Kaitlin Cough, Elizabeth

Kaitlin Cough, Elizabeth Harnett

These were our base line values (without distractions):

Elizabeth:

Case 1: 228

Case 2: 317

Case 3: 468

Case 4: 514

Kaitlin:

Case 1: 255

Case 2: 347

Case 3: 561

Case 4: 707

For our second part of the experiment, the distraction we decided to use was doing the clicking experiment while simultaneously watching a video on youtube. The idea behind this was mimicking doing homework in front of the TV, which we've always known is bad to do.
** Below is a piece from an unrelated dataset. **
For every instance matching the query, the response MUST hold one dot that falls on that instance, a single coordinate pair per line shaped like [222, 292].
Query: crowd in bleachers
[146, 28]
Our hypothesis was that the reaction time would be slower for everything having to do with thinking. (Case 2, Case 3 and Case 4).

Our Data:

Elizabeth

Case 1: 283

Case 2: 350

Case 3: 576

Case 4: 564

Think: 67

Read: 226

Negate: -8

Kaitlin:

Case 1: 342

Case 2: 382

Case 3: 539

Case 4: 472

Think: 40

Read: 157

Negate: -67

For Elizabeth's data our hypothesis was right, except for the acting part: it took longer to act as well. Our hypothesis did not work for Kaitlin at all. It took longer for her to act and think and act, but anything having to do with reading was considerably faster. Our interpretation is that maybe our brains process things differently. The data shows that Elizabeth, when concentrating on one thing, works very fast but with multiple distractions does not work very fast. Kaitlin doesn't work as fast with only one thing to concentrate on, but when there are multple simuli her brain processes it faster.